Trees from each of the two focal genotypes were sampled in corresponding genotypic monocultures and two‐, four‐ and eight‐genotype mixture plots, all of which were replicated at least twice (Figure S1). Five trees per genotype were sampled in each plot, with directly adjacent trees and trees at the edge of the plot avoided when possible. The exception to this was the eight‐genotype plots, where 3–5 trees of each genotype were sampled depending on the availability of each genotype. All sampling and measurements occurred in mid‐July 2022 and were assumed to capture cumulative herbivory that had occurred in the time between leaf emergence in spring through to mid‐summer.

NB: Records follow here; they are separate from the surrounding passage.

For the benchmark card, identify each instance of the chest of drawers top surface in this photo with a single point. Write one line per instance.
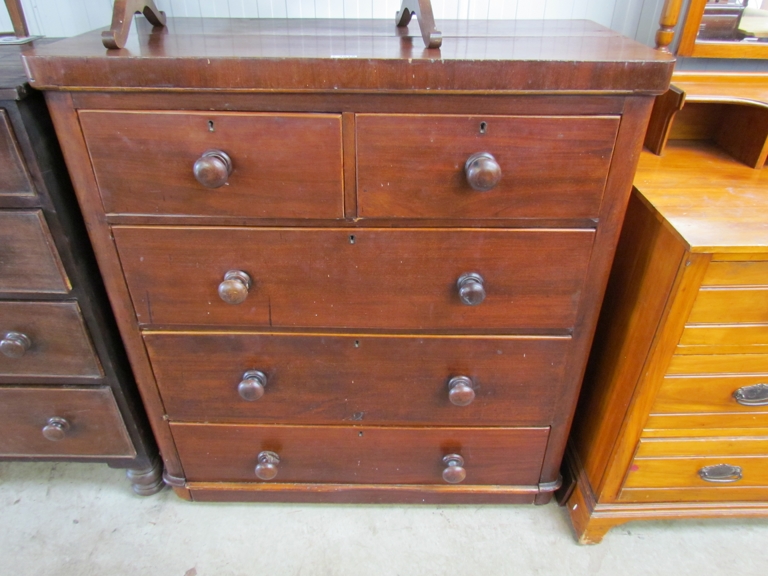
(335, 55)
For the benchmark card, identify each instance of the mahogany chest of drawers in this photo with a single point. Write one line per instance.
(66, 389)
(347, 268)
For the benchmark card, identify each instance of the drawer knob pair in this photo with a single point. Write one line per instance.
(721, 473)
(212, 169)
(267, 463)
(15, 344)
(56, 429)
(482, 171)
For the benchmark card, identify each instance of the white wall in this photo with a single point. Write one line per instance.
(70, 17)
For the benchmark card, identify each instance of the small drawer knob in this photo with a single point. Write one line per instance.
(15, 344)
(471, 288)
(461, 390)
(720, 473)
(55, 429)
(266, 469)
(454, 472)
(755, 395)
(251, 388)
(482, 171)
(213, 168)
(234, 288)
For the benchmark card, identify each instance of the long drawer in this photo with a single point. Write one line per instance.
(46, 339)
(282, 165)
(362, 278)
(358, 379)
(413, 166)
(360, 454)
(45, 421)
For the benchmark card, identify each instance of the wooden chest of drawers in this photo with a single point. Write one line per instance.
(66, 389)
(346, 269)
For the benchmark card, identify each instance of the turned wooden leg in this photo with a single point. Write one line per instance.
(147, 481)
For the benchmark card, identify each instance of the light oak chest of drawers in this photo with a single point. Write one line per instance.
(363, 278)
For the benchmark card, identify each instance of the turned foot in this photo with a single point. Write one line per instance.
(147, 481)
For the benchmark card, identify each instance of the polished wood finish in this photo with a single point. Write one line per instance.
(59, 344)
(81, 422)
(30, 262)
(66, 389)
(339, 293)
(361, 454)
(681, 333)
(375, 379)
(283, 166)
(383, 279)
(414, 166)
(122, 16)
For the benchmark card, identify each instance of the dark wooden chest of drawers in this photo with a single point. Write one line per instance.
(363, 278)
(66, 389)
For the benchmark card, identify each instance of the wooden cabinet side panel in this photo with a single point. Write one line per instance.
(78, 163)
(646, 265)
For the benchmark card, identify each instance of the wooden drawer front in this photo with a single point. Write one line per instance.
(360, 455)
(712, 394)
(58, 343)
(28, 258)
(283, 166)
(91, 426)
(684, 472)
(412, 166)
(332, 379)
(748, 273)
(723, 306)
(356, 278)
(718, 364)
(14, 178)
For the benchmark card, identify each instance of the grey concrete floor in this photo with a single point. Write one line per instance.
(82, 519)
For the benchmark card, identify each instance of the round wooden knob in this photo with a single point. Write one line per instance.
(55, 429)
(252, 386)
(212, 169)
(471, 288)
(482, 170)
(266, 469)
(234, 288)
(461, 391)
(454, 472)
(15, 344)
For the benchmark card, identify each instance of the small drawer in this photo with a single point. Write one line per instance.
(730, 306)
(359, 455)
(361, 379)
(45, 339)
(282, 165)
(28, 258)
(414, 166)
(14, 177)
(62, 422)
(718, 394)
(735, 273)
(356, 278)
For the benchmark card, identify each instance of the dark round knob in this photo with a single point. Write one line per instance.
(234, 288)
(212, 169)
(55, 429)
(15, 344)
(471, 288)
(482, 170)
(266, 469)
(454, 472)
(461, 391)
(251, 388)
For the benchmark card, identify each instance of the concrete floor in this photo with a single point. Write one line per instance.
(81, 519)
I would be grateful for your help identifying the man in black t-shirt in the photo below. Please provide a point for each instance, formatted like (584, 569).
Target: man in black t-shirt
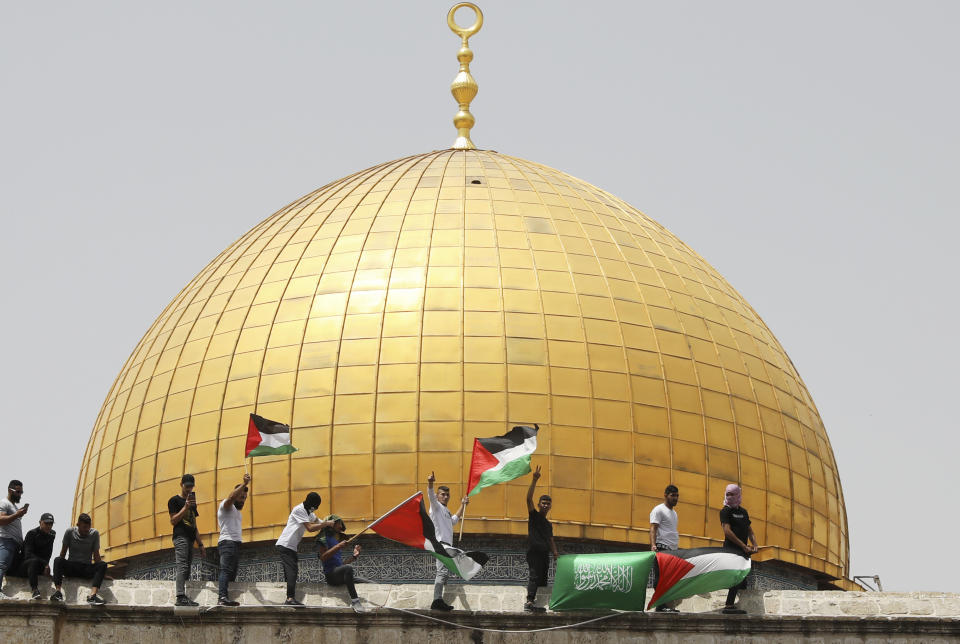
(37, 550)
(735, 521)
(539, 543)
(183, 517)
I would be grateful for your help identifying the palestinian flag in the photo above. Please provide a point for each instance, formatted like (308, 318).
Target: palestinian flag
(267, 437)
(501, 458)
(685, 573)
(410, 524)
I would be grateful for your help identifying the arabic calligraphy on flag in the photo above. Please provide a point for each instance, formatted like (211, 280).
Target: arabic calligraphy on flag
(607, 580)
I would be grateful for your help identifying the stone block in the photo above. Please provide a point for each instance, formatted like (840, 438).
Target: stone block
(490, 602)
(921, 607)
(897, 605)
(947, 606)
(825, 606)
(859, 606)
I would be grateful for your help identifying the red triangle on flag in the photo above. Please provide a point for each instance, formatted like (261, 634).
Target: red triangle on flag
(672, 570)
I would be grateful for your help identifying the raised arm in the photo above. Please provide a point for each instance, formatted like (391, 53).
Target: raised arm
(175, 518)
(237, 491)
(431, 494)
(463, 504)
(6, 519)
(313, 527)
(533, 484)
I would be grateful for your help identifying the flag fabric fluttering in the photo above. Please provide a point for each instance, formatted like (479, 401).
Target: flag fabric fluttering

Tree Growth and Canopy Cover
2.2.1
Diameter at breast height (DBH) for each focal tree was determined by measuring stem circumference at breast height (1.3 m from the ground) and dividing by π. Following Muiruri and Koricheva (2017), percentage canopy cover around the focal trees was assessed by walking around the trunk of each focal tree at a distance of 2 m and using a GRS densitometer (GRS, USA) to observe the canopy at 10 evenly spaced positions; at each position an observation of either ‘sky’ or ‘canopy’ was made, after which the sum of ‘canopy’ observations around each focal tree was multiplied by 10 to give an overall % canopy cover.
Herbivory Assessment
2.2.2
Leaf herbivory, primarily due to chewing insects, was measured following a protocol in Muiruri et al. (2019). Four branches per tree were cut down with a branch pruner from heights of 3–6 m from each tree. For each branch, 25 short‐shoot leaves (leaves that had emerged during the spring) were inspected and categorised using the following damage categories: no damage, 0.1%–5%, 6%–25%, 26%–50%, 51%–75% and > 75%. Percent herbivory was calculated for each branch by multiplying the number of leaves in each category by the midpoint value of that category, and percent herbivory per tree was obtained by averaging percent herbivory values of the four branches assessed.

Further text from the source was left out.